Dans Temps contre Temps, Robert Cahen détourne de son contexte historique l’instrument handicapé pour le faire résonner avec son propre parcours artistique. Pianiste de formation, le vidéaste a intégré en 1969 le stage du Groupe de Recherches Musicales (GRM) du Service de la Recherche de l’ORTF, dirigé par le père de la musique concrète, Pierre Schaeffer. Dès 1948, le compositeur s’était mis à récolter divers objets pour travailler à son projet de « Symphonie de bruits » (2). Il découvrait alors la malléabilité de ces bruits, et arrivait même à substituer le son d’un hautbois à celui d’une cloche (3). Ici, c’est un célèbre métronome qui semble suppléer au piano muet, l’Indestructible objet de Man Ray, sur le pendule duquel l’artiste surréaliste a collé la photographie d’un oeil en 1922-23. Cet  oeil hypnotique oscille invariablement et piège notre regard à mesure  que la caméra s’en approche, livrant le spectateur à la contemplation  des bruits, du claquement du métronome, mais aussi du silence émis  par le piano.
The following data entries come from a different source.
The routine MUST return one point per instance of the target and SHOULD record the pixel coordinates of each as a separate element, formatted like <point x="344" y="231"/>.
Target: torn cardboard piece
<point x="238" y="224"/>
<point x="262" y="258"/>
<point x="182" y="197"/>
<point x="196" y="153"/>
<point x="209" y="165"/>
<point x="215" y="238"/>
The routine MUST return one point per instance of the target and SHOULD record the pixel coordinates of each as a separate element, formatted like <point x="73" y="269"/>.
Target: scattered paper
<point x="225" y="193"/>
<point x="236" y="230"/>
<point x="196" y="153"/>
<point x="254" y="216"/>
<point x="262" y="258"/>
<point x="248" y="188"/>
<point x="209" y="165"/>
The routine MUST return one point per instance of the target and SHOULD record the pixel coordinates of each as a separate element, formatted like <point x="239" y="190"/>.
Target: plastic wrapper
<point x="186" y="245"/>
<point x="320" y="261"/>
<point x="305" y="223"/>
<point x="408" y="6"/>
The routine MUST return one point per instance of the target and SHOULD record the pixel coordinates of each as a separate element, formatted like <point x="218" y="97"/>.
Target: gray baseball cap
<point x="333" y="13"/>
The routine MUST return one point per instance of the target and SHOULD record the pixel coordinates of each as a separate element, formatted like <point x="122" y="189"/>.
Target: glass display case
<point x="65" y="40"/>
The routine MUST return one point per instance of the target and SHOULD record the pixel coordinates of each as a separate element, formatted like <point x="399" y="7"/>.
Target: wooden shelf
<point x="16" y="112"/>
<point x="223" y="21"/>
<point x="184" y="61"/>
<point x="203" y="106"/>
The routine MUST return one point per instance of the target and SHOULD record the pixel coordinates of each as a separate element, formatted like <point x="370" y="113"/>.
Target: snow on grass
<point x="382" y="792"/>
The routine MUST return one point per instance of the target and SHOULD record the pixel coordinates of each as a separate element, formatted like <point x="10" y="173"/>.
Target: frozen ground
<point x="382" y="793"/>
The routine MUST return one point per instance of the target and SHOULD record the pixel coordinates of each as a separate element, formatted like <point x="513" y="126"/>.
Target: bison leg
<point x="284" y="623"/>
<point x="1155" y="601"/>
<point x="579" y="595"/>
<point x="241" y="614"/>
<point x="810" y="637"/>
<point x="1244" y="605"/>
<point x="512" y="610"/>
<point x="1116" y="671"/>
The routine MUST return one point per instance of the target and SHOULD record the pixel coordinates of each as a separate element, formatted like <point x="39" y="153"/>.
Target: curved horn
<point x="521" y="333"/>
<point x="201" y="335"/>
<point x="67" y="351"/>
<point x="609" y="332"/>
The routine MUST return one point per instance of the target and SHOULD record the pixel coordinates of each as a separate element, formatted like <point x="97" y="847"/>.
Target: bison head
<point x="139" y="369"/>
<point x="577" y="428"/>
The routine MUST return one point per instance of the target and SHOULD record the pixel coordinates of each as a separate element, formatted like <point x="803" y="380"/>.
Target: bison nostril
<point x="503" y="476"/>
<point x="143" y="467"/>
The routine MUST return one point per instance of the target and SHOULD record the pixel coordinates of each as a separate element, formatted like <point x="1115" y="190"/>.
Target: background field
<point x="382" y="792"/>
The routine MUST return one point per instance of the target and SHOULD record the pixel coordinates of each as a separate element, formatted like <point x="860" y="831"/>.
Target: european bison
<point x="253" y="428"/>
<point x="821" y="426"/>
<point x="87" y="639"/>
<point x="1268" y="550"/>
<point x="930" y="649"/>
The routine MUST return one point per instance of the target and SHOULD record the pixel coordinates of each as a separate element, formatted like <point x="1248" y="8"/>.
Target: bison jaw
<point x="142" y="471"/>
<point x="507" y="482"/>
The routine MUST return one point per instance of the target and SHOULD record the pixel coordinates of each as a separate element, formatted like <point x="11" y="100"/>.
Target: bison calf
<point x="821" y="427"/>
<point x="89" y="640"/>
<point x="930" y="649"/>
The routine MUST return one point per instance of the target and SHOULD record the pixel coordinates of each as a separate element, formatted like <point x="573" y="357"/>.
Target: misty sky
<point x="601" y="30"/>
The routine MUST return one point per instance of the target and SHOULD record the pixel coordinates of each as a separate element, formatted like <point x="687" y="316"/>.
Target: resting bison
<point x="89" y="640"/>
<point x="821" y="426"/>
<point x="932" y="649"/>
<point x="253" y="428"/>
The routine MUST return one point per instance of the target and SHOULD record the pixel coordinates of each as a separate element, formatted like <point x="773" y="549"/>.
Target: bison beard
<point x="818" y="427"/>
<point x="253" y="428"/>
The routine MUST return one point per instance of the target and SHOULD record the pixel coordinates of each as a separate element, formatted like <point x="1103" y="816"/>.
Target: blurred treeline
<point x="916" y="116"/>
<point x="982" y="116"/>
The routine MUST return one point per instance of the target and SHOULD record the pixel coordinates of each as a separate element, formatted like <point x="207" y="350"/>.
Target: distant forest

Ensemble, ces deux objets – voire ready-made –, trouvés  dans la collection du Musée National d’Art Moderne, fonctionnent  comme des « objets sonores », pour reprendre à dessein les mots  de Schaeffer. Outil d’ordinaire utilisé pour marquer la mesure afin  qu’un morceau soit bien exécuté, le métronome scande désormais le  mutisme ostensible de l’instrument de musique. On songe à la pièce  en trois mouvements du musicien John Cage, 4’33 (1952), durant  laquelle les spectateurs étaient invités à écouter le silence, ou plutôt  les rumeurs alentours. Chargé uniquement d’indiquer les limites de  chaque mouvement, le pianiste s’y effaçait au profit des murmures  ambiants. Dans l’amorce de Temps contre Temps, le pianiste – Cahen  lui-même – disparaît de la scène, pour mieux focaliser sur la source du  bruit : des objets, qui sont aussi devenus des images au moment de  leur détournement initial par Beuys et Man Ray.

Donner à voir les sons : c’était également le fantasme de nombre  d’artistes d’avant-garde dont les recherches portaient sur la  synesthésie et qui furent d’abord attirés par le cinématographe.  Depuis la réalisation de son premier essai vidéo en 1973, Robert Cahen  n’a cessé de dresser l’analogie entre son et image, deux matériaux qui,  en vidéo analogique, correspondent à une fréquence électronique,  facilitant la fusion du temps de l’image avec le temps du son.  Autrement dit, Temps contre Temps. Pianiste devenu vidéaste, Cahen  a appris à composer ses mirages au synthétiseur, en manipulant le  signal électronique. Le devenir ductile de l’image, et celui visible du  son, ouvrit dès les années 1950 la porte aux expérimentations sur le  medium électronique, un champ dans lequel s’illustra notamment  Nam June Paik, dont l’aura colle encore à la peau du « piano préparé » (4)  par Beuys. Si a priori, Temps contre Temps ne paraît pas revendiquer  cet héritage expérimental, l’association inattendue, aux allures de  rébus, des deux oeuvres de Beuys et de Man Ray invoque pourtant  clairement les spectres de cette histoire. Passée la mi-temps, alors  que le métronome cyclope cadré en plan fixe égraine les minutes, un phénomène étrange advient lorsque l’objectif recule enfin. Le son  du martèlement se déchire et fauche l’air, telle une lame de rasoir. Le  temps semble rétrograder sa course à mesure que notre regard perd  l’oeil de vue. Pour cause, c’est toujours le coeur du métronome que l’on  entend battre, mais à l’envers. En découvrant la malléabilité des sons  et des images qu’il a manipulés tout au long de sa carrière, Robert  Cahen a aussi découvert la machine à remonter le temps. Revenu  d’outre-tombe, le pianiste peut maintenant reprendre sa place devant  le piano.  



1 « Cage et Duchamp », in Daniel Charles, Gloses sur John Cage suivies d’une glose sur Meister Duchamp, Desclée
de Brouwer, 2002, p. 219.
2 Pierre Schaeffer, À la recherche d’une musique concrète, Paris, Seuil, 1952, p. 12.
3 Idem, p. 15.
4 Le « piano préparé » est une invention de John Cage consistant à transformer l’instrument pour qu’il produise
de nouveaux sons. Paik appliquera ensuite cette idée au moniteur de télévision.